The Social Pillar can have a huge impact on society and the economy via non-legislative frameworks with strong operational guidance for governments, which we hope to see in the upcoming Child Guarantee as a key channel to help reduce family poverty. But legislative frameworks based on the European Treaties are also essential and have already been put forward, like the Directive on Work-Life Balance which entered into force in August 2019 with 3 years for transposition (plus two extra years for some specific provisions). This is one of the pieces of legislation supported actively by COFACE from 2017 to 2019, introducing minimum standards for family leaves and flexible working arrangements for workers with caring responsibilities, and promoting their equal take-up by women and men. Even before its adoption in 2019, this directive led to reforms across countries, and now in this transposition phase COFACE is pushing for upward reforms beyond the minimum standards of the directive. The European Parliament, ETUC and several countries, are now calling for a regulatory framework on the ‘right to disconnect’ to take into account the major telework developments in the last year. This has been acknowledged in the Pillar action plan, but is being left to the social partners to negotiate. Is the Autonomous Framework Agreement on Digitalisation adopted by the social partners in 2020 enough to ensure workers can exercise their right to disconnect from increasingly digital workplaces? Only time will tell.
9.Think beyond social and employment policy.
Annex 1 of the action plan shows a multitude of EU frameworks and initiatives, which is quite overwhelming and confusing to read. Yet if all these frameworks are monitored and coordinated under the leadership of President von der Leyen herself, they should be complementary creating implementation dynamics in a wide range of fields linked to the 20 pillar principles. As stated in the Staff Working Document COFACE, together with other stakeholders, argues that social and employment policies can only be successful if there is consistency with wider economic, budgetary and fiscal policies.
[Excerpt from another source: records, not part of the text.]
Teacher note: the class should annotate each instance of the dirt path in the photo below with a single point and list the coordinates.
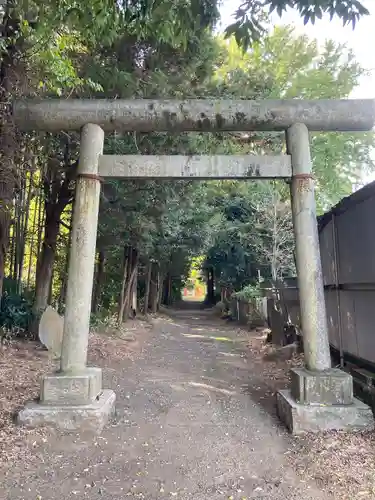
(185, 428)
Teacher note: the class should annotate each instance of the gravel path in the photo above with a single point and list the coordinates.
(185, 428)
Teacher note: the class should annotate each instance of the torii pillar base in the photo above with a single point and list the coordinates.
(322, 401)
(91, 417)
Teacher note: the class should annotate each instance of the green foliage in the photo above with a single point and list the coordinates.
(248, 27)
(15, 314)
(249, 292)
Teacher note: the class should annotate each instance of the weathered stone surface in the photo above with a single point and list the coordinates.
(163, 115)
(92, 417)
(331, 387)
(300, 418)
(51, 329)
(70, 389)
(199, 167)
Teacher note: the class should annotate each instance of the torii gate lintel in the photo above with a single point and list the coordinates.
(321, 398)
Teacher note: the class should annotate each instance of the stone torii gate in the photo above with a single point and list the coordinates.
(320, 397)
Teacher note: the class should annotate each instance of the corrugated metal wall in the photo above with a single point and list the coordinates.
(350, 294)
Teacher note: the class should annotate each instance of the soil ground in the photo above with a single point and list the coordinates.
(195, 420)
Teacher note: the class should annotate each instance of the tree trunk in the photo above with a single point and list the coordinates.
(32, 242)
(46, 260)
(129, 295)
(123, 288)
(210, 299)
(98, 281)
(24, 229)
(159, 285)
(154, 288)
(147, 288)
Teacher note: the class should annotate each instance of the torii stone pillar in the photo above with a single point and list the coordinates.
(73, 398)
(321, 398)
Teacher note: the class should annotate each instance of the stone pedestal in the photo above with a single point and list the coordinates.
(322, 401)
(71, 389)
(90, 417)
(73, 399)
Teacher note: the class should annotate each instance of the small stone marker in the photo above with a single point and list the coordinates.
(51, 328)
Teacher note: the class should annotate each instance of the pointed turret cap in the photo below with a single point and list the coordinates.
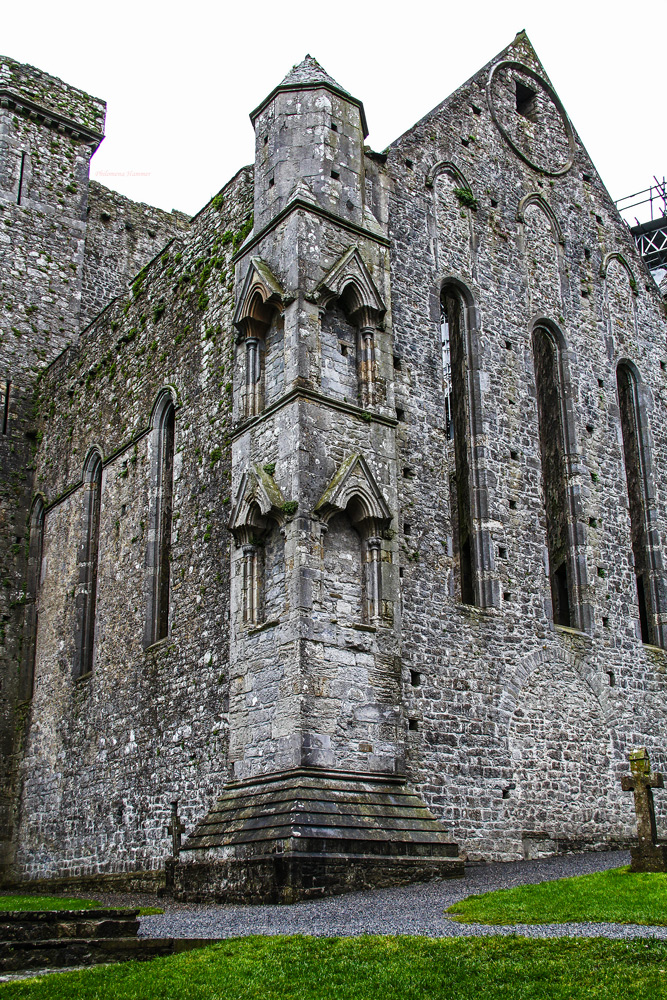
(309, 75)
(310, 72)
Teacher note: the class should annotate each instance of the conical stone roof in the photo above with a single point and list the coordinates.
(309, 72)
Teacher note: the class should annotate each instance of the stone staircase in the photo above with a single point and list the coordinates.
(48, 939)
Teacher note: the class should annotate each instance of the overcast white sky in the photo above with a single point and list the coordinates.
(180, 78)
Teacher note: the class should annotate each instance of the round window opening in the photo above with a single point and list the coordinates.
(530, 117)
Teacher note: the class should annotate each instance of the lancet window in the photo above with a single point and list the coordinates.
(88, 565)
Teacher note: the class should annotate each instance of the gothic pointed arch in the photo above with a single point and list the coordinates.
(351, 278)
(158, 552)
(536, 199)
(86, 597)
(261, 296)
(465, 450)
(354, 481)
(615, 255)
(645, 538)
(31, 609)
(565, 530)
(350, 284)
(448, 167)
(353, 496)
(259, 512)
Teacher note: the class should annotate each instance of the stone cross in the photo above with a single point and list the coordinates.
(175, 828)
(642, 782)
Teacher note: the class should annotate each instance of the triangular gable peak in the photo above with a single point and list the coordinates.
(258, 499)
(260, 295)
(354, 484)
(351, 277)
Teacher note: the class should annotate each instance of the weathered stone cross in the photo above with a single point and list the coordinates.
(175, 828)
(648, 855)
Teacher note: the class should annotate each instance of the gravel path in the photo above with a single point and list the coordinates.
(414, 909)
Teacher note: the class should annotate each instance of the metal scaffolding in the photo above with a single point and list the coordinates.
(650, 236)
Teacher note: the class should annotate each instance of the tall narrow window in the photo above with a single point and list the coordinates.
(553, 451)
(159, 549)
(4, 405)
(635, 469)
(453, 332)
(30, 620)
(88, 559)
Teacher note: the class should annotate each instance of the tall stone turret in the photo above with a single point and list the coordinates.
(317, 799)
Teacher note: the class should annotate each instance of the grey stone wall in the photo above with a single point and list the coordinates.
(121, 237)
(514, 731)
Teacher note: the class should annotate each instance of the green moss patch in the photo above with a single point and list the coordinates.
(615, 896)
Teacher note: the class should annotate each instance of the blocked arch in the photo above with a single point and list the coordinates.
(615, 255)
(157, 563)
(535, 198)
(484, 586)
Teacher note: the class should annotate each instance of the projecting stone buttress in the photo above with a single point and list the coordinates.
(317, 801)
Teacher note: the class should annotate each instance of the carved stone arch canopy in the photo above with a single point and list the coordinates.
(447, 167)
(354, 483)
(350, 280)
(258, 500)
(535, 198)
(166, 397)
(261, 294)
(615, 255)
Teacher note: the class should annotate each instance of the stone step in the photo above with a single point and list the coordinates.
(61, 953)
(36, 925)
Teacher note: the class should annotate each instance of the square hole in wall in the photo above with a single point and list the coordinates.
(526, 101)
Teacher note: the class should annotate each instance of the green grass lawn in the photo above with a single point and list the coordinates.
(45, 903)
(615, 896)
(381, 968)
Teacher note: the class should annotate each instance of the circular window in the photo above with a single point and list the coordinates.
(530, 117)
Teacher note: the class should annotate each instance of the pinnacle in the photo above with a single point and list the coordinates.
(308, 71)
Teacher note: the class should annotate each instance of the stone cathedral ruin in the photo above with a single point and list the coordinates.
(333, 518)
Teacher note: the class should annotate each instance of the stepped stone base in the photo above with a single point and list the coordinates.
(649, 858)
(310, 832)
(56, 939)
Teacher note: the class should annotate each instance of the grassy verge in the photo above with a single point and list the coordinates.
(45, 903)
(374, 968)
(615, 896)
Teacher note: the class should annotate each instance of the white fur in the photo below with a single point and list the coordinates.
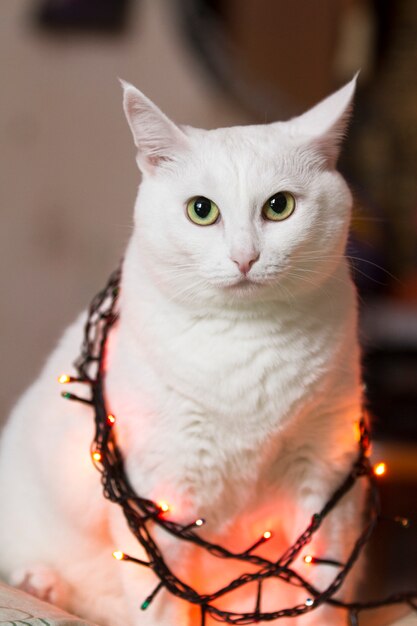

While the action plan mentions that the European Semester will allow for a coordinated monitoring of the implementation of the Recovery and Resilience Plans to ensure they invest in policies “for the next generation, children and the youth, such as education and skills” (the sixth pillar of the RRF), consistency is also needed with initiatives in other areas. The action plan mentions an upcoming report in 2022 on access to essential services – this will surely need to include information on access to basic financial services, consumer credit, access to internet and digital infrastructure, also considering the links between digital deprivation and severe material deprivation. There is no mention of the Digital Services Act proposed in December 2020 to boost inter alia effective protection of users’ fundamental rights online; but the action plan does mention an upcoming “2030 Digital Decade” initiative, as well as a white paper on artificial intelligence planned for later this year, which would focus among other things on redirecting algorithmic decision-making toward the promotion of human rights. The action plan also mentions the various measures which are part or linked to the recently launched Renovation Wave initiative in 2020, including a Commission recommendation on energy poverty, the revision the Energy Efficiency Directive, and the launch later this year of an Affordable Housing Initiative piloting 100 renovation districts.
In conclusion, this renewed Social Pillar package undoubtedly provides a strong EU ecosystem for national governments and stakeholders to implement social rights in their communities, and to engage COFACE civil society leaders across Europe. All in all, it’s a great effort and national governments should use this framework as guidance to urgently trigger the reforms needed, where this is not already the case.